The parents and their friends belong to various Christian
denominations (which are numerous, thanks to the complex legacy of the town,
which includes its Austrian, Russian, and Hungarian populations and
influences). But the shopkeepers, teachers, and other children include many
Jews. The most unusual thing about the book is that it describes the
relationship of Christians and Jews, the persecution of Jews, and the
anti-Jewish sentiments of Christians all from a Christian point of view. In my
reading experience, I have rarely read this much about Eastern European
Jewish-Christian relations seen from any but a highly self-aware Jewish perspective. This is the most interesting part of the learning
experience: the discovery of how people’s attitudes towards Jews varies, and
how the children’s natural reaction that Jews are like other people isn’t
shared by the adults in their lives.
The fictitious town, Czernopol, is in Romaina or Ukraine –
it may be based on the “real” town of Czernowitz where the author grew up, but
that’s not important because it’s clearly meant to be iconic. The town’s
present, though also not identified specifically, seems to be in the 1920s or
maybe 1930s – World War I is the important past, which has separated the town
from the Austrian Empire, but has left its legacy. And one important part of
the present is the looming threat of Germans and Nazis.

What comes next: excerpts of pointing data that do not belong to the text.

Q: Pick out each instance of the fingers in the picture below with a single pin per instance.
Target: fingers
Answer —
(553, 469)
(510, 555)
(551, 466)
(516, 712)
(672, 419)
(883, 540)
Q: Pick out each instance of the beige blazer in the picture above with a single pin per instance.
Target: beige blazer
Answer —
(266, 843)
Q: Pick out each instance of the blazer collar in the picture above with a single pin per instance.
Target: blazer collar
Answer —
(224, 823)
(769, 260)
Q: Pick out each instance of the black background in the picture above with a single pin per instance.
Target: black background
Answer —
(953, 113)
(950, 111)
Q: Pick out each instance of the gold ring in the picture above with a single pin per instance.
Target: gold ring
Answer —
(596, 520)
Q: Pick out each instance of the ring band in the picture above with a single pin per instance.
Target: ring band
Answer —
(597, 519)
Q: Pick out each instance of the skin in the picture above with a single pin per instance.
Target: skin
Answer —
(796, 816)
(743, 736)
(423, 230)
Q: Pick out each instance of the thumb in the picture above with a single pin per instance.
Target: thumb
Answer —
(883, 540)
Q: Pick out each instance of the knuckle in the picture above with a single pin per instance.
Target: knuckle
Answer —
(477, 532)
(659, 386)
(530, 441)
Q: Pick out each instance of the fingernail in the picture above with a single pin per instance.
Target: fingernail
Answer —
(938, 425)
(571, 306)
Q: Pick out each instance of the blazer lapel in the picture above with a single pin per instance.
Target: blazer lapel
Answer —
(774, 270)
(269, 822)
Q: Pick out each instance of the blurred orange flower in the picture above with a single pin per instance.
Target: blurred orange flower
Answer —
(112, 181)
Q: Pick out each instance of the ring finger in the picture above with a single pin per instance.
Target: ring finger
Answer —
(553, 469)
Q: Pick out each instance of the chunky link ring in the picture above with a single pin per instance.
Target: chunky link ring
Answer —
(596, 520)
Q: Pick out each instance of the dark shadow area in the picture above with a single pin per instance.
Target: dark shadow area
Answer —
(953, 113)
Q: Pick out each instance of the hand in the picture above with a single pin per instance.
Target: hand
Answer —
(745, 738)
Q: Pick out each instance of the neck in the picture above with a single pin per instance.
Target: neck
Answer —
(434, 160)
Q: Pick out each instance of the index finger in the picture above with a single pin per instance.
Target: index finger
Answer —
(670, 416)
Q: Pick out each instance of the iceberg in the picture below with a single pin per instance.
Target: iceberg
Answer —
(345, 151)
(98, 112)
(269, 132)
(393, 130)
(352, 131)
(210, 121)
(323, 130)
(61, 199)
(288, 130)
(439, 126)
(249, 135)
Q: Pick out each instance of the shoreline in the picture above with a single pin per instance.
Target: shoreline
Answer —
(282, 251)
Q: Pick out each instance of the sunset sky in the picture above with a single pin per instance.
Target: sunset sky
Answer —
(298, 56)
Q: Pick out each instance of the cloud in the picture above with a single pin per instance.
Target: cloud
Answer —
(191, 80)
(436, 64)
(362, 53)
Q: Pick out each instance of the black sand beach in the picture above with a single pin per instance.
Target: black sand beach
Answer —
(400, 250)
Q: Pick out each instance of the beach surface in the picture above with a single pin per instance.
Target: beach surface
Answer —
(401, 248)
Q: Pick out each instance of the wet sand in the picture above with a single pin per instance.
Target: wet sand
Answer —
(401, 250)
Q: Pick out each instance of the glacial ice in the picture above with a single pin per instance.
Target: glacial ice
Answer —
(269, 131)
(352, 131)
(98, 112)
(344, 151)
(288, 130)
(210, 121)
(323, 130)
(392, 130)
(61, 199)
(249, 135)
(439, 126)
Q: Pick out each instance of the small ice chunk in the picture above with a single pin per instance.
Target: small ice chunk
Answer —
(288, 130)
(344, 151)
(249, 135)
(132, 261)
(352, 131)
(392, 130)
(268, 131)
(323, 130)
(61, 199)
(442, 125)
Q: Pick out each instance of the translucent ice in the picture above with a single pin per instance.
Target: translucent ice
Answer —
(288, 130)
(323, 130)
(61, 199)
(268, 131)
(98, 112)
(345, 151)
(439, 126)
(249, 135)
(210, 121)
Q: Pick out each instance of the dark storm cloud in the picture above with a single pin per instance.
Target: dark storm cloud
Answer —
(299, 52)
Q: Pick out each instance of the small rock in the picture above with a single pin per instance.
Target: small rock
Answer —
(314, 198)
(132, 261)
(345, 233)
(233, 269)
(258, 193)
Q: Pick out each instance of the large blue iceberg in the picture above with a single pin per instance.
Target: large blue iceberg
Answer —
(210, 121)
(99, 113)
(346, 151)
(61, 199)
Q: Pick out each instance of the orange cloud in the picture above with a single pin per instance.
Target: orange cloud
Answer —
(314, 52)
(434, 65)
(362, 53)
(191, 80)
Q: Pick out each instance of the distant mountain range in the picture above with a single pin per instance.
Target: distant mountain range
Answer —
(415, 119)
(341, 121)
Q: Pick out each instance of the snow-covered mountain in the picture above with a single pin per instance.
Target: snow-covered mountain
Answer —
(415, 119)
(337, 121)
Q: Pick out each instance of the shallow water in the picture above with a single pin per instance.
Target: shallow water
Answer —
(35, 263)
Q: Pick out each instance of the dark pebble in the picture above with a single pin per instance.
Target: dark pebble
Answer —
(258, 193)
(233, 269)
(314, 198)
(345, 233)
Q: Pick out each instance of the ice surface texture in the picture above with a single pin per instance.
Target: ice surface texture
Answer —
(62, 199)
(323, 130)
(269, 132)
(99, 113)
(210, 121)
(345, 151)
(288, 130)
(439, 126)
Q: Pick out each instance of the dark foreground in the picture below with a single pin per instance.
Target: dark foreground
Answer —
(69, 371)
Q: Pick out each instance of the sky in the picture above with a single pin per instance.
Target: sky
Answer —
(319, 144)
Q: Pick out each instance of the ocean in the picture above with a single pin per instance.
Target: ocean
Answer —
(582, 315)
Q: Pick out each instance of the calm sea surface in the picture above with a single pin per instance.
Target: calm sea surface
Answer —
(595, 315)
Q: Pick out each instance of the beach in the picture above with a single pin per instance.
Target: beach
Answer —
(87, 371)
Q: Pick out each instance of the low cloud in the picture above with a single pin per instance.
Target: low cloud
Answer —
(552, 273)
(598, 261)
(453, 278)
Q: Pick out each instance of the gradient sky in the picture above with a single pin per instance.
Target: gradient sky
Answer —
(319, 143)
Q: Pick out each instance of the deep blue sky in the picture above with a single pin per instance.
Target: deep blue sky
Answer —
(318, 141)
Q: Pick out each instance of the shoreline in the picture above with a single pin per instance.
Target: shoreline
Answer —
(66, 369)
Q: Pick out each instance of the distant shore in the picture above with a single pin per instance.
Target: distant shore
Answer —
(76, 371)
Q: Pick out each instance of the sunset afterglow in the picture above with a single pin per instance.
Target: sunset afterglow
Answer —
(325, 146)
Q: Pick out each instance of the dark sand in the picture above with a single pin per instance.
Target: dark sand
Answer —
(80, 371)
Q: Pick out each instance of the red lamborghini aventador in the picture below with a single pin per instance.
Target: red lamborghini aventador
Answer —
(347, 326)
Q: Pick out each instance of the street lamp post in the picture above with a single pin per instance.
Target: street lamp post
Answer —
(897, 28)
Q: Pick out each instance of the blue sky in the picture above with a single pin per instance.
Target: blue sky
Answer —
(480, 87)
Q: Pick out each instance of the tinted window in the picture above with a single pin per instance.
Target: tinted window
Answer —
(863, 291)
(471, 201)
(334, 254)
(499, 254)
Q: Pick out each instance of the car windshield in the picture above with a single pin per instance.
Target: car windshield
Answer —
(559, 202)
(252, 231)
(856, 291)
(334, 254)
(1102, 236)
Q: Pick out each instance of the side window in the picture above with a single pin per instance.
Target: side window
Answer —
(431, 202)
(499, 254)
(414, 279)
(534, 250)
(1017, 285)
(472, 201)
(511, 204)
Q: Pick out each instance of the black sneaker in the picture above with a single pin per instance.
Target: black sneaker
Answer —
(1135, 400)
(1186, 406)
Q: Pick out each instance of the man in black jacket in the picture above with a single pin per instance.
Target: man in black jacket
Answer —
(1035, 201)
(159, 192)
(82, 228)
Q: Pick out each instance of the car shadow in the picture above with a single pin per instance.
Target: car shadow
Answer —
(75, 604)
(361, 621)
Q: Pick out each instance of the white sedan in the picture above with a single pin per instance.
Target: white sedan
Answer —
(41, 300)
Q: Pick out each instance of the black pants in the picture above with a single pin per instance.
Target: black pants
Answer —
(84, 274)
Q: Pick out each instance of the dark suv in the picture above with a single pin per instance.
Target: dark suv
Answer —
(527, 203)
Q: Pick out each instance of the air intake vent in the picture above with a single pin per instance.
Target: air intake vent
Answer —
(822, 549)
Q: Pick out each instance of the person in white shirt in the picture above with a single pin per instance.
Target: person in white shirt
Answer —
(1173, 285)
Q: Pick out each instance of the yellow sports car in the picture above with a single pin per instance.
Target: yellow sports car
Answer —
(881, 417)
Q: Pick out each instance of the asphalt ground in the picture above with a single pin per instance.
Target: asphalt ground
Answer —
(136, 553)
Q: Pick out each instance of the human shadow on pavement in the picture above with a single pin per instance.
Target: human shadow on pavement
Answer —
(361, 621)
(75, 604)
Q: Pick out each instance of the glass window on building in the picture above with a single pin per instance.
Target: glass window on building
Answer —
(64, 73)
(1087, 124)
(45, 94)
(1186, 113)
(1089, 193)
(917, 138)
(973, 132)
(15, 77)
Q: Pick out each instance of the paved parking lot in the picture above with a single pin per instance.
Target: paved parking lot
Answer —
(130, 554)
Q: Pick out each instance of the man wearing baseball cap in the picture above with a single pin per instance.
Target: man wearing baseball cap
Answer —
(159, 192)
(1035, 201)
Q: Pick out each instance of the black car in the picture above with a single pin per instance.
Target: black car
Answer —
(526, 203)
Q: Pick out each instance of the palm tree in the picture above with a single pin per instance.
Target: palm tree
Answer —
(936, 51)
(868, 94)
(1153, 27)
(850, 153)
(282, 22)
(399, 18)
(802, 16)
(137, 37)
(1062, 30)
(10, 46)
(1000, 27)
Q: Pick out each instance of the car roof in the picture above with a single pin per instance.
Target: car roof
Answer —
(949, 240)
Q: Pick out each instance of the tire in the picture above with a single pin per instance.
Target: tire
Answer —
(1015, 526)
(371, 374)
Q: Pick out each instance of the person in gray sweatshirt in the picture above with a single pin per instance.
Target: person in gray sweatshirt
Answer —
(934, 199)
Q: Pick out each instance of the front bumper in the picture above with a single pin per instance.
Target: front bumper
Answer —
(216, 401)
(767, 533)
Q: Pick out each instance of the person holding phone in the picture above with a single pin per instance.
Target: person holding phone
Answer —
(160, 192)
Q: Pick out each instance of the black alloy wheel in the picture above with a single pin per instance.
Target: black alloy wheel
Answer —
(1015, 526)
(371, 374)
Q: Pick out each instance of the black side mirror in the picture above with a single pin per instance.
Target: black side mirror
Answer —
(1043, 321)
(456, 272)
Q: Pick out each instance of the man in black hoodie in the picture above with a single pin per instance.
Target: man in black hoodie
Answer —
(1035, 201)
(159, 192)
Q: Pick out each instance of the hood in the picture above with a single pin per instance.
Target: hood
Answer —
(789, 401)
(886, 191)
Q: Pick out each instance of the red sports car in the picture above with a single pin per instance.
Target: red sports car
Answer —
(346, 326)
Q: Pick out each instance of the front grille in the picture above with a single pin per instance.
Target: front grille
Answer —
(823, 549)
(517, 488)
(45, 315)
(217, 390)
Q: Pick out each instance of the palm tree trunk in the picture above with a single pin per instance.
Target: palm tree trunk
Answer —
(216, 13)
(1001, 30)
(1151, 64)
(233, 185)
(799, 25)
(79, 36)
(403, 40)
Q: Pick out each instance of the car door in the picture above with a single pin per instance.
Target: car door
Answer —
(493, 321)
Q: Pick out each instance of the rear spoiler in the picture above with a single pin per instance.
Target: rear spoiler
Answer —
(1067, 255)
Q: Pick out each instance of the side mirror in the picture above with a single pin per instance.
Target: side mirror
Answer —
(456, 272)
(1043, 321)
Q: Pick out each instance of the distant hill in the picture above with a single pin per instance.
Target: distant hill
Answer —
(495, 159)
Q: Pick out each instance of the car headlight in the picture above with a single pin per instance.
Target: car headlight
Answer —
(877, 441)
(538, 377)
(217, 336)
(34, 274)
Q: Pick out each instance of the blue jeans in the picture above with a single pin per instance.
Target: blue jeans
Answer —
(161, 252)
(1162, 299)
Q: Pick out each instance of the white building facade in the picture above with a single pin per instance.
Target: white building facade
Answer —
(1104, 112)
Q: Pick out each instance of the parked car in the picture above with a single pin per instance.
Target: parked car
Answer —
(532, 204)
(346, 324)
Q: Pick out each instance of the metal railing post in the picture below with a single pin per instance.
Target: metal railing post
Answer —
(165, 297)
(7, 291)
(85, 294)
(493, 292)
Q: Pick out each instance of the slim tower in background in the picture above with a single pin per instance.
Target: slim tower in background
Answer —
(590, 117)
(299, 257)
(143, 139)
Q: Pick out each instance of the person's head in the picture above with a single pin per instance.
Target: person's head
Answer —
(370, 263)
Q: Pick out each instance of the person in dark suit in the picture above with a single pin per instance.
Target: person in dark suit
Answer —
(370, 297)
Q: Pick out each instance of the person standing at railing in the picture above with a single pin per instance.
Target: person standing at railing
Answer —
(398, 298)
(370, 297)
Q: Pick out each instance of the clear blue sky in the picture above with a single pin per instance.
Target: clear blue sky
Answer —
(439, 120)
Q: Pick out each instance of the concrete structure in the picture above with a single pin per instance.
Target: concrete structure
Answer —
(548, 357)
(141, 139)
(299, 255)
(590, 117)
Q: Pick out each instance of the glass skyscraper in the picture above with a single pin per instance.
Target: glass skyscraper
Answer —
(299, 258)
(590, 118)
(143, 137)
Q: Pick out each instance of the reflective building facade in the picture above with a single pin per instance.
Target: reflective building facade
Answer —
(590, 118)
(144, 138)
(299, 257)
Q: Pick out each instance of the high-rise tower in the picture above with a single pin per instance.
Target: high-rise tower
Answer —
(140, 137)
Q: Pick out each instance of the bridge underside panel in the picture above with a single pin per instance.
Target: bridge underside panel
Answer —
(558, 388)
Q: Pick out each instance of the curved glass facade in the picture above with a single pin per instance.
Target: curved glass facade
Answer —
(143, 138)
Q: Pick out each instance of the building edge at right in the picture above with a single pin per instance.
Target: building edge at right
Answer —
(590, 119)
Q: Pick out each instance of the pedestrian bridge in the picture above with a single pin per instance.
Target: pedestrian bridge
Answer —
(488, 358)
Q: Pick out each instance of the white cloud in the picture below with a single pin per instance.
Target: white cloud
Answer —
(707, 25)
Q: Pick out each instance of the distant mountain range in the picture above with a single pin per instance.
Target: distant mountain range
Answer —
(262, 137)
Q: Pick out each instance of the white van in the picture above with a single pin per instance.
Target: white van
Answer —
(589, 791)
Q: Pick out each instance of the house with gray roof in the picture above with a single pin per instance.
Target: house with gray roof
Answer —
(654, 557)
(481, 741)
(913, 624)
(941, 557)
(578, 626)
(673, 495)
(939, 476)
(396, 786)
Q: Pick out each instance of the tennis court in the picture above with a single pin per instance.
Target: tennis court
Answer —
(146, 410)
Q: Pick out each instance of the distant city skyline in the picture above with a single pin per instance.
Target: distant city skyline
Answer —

Recent reviews that doesn’t see the book quite as I do:
- The nation that disappeared by Michael LaPointe, April 9, 2012
- Changing of the Guard by John Wray, March 2, 2012
These reviews see Tildy as the center of the
story. I see Tildy as one of the object lessons through which the boy narrator
learns about humans and about how they form their ideas. Tildy’s nutty idealism
leads him to challenge his military superiors to a duel, so they have him
committed to an insane asylum. This is one side of human nature. Another side
of human nature leads the townspeople to engage in a furious riot or pogrom,
where the Jews’ shops and homes – including those of the children’s schoolmates
– are destroyed. Idealism or furious antisemitism: these seem to be primary
choices in this decaying remnant of Austrian Empire.
The epigraph and contributor to the title of the novel is “The ermine will die should her coat become
soiled. – from the Physiologus.”
Reviews interpret the quote to apply to Tildy; I think it resonates with the
theme of antisemitic violence as well, though perhaps more subtly.